The lgroup APIs export the lgroup abstraction for applications to use for observability and performance tuning. A new library, called liblgrp, contains the new APIs. Applications can use the APIs to perform the following tasks:
Traverse the group hierarchy
Discover the contents and characteristics of a given lgroup
Affect the thread and memory placement on lgroups
For example, the lgrp_affinity_set() function sets the affinity that a thread or set of threads have for a given lgroup. The OS uses the lgroup affinities as advice as to where to run a thread and allocate its memory.

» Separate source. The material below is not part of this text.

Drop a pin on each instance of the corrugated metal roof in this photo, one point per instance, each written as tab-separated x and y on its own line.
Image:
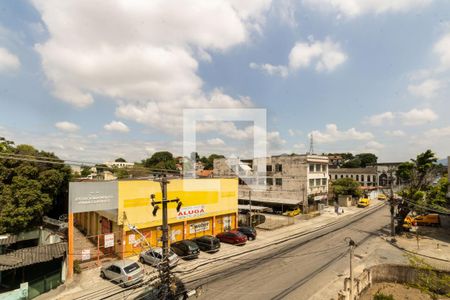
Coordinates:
32	255
368	170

The madvise() Standard C library function can be used to advise the OS that a region of user virtual memory is expected to follow a particular pattern of use. For example, calling madvise() with the MADV_ACCESS_LWP argument tells the kernel that the next thread to touch the specified region of memory will access it most heavily, so the kernel will try to allocate the memory and other resources for this range and the thread accordingly. Use of the madvise() function can increase system performance when used by programs that have specific knowledge of their access patterns over memory. The kernel needs information about the likely pattern of an application's memory use in order to allocate memory resources efficiently.
For more information about locality groups, refer to the manual Solaris: Memory and Thread Placement Optimization Developer's Guide
The Multiple Page Size Support (MPSS) feature allows a program to use different page sizes for different regions of virtual memory. The default Solaris page size is relatively small (8KB on UltraSPARC processors and 4KB on AMD64 Opteron processors). The default page size on a specific platform can be obtained with the Solaris OS command: pagesize . The -a option on this command lists all the supported page sizes. (See the pagesize(1) man page for details.)
Applications that suffer from too many TLB misses may experience a performance boost by using a larger page size. TLB misses can be measured using the Sun Performance Analyzer.
There are three ways to change the default page size for an application:
Use the Solaris OS command ppgsz(1)
Use MPSS specific environment variables. See the mpss.so.1(1) man page for details.
Compile the application with the -xpagesize, -xpagesize_heap, or the -xpagesize_stack options. (See the compiler man pages for details.)
The Collector and Performance Analyzer are a pair of Sun Studio tools that can be used to collect and analyze performance data for an application. The Collector tool collects performance data using a statistical method called profiling and by tracing function calls. The Performance Analyzer processes the data recorded by the Collector, and displays various metrics of performance at program, function, OpenMP parallel region, OpenMP task, source-line, and assembly instruction levels. The Performance Analyzer can also display the raw data in a graphical format as a function of time.
See the collect(1) and analyzer(1) man pages and the Sun Studio Performance Analyzer manuals for more details.